Michaël Samyn, August 7, 2012
A brief Twitter discussion about authors admitting to the fictional nature of their work, made me realize that I do not think of our games as fictions. We create them to be part of reality.
We don’t tell stories. Our characters are not real people. But they are also not stand-ins for real people. They are themselves. At best they refer to archetypes, fictional characters, without becoming one themselves. I see our characters as actual creatures, with a certain form of life. Creatures with whom you can have a relationship.
Not all depictions are fictional. A photo of a landscape is not fictional because the landscape it depicts really exists. How about a painting of a landscape? And what about the painting as an object? An object of beauty that gives us real pleasure. The painting itself is not fictional. It really exists. In our world.
That’s how I think of our games. They really exist. They are digital, yes. And that allows them to exist in many copies. But it is still existence. Not representation.

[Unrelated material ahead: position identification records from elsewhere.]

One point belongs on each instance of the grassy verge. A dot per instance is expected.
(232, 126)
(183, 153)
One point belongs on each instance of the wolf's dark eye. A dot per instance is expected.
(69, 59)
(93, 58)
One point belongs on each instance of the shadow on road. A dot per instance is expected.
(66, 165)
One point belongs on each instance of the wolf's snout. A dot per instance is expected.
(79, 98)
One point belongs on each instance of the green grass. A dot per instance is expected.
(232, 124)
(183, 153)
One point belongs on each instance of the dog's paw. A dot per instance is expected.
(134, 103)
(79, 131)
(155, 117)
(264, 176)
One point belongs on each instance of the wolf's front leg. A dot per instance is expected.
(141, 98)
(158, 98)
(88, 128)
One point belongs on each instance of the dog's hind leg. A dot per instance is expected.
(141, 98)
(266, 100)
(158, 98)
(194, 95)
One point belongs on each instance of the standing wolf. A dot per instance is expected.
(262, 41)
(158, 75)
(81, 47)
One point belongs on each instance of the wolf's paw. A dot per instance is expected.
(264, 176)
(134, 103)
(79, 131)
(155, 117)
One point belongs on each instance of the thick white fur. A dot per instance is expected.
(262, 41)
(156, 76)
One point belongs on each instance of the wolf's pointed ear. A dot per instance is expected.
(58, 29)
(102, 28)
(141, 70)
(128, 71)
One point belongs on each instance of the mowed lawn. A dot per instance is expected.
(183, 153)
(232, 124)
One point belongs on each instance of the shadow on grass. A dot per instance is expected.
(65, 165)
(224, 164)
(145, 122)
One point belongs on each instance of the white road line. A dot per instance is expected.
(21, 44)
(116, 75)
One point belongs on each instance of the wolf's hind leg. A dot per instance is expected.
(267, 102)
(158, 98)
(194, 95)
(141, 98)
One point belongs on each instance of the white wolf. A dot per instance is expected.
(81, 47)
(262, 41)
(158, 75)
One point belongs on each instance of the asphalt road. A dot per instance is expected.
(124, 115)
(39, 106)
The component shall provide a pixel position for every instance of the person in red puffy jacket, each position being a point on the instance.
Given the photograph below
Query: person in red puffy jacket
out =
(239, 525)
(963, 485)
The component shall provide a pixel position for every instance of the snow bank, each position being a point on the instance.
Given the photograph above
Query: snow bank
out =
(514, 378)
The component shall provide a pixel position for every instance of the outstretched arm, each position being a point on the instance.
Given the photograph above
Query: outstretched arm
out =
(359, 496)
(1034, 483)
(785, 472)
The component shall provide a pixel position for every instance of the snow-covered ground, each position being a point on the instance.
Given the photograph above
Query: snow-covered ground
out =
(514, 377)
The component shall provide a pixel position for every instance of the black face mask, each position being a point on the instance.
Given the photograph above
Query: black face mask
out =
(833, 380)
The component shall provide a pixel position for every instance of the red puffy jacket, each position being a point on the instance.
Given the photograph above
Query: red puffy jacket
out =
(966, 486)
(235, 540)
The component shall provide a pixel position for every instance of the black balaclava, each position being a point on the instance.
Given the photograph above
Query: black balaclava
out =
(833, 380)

I think this sets videogames apart from movies. In movies, the characters are necessarily fictional because they are played by an actor who is not the character. But videogames do not have this ambiguity. There is no actor. The character is wholly itself. It is not being played by somebody else. It exists as this creature who is part of this world.
Initially the concept of a game may be a fiction, imagined by humans. But as soon as the world is built and the characters are created, they become real. They are no longer fictional. The characters may seem to live in this strange world that is not ours. But they also live in our world, just as the game world exists in our world. The gameworld is as much a part of our world as the bowl of fruit on the table.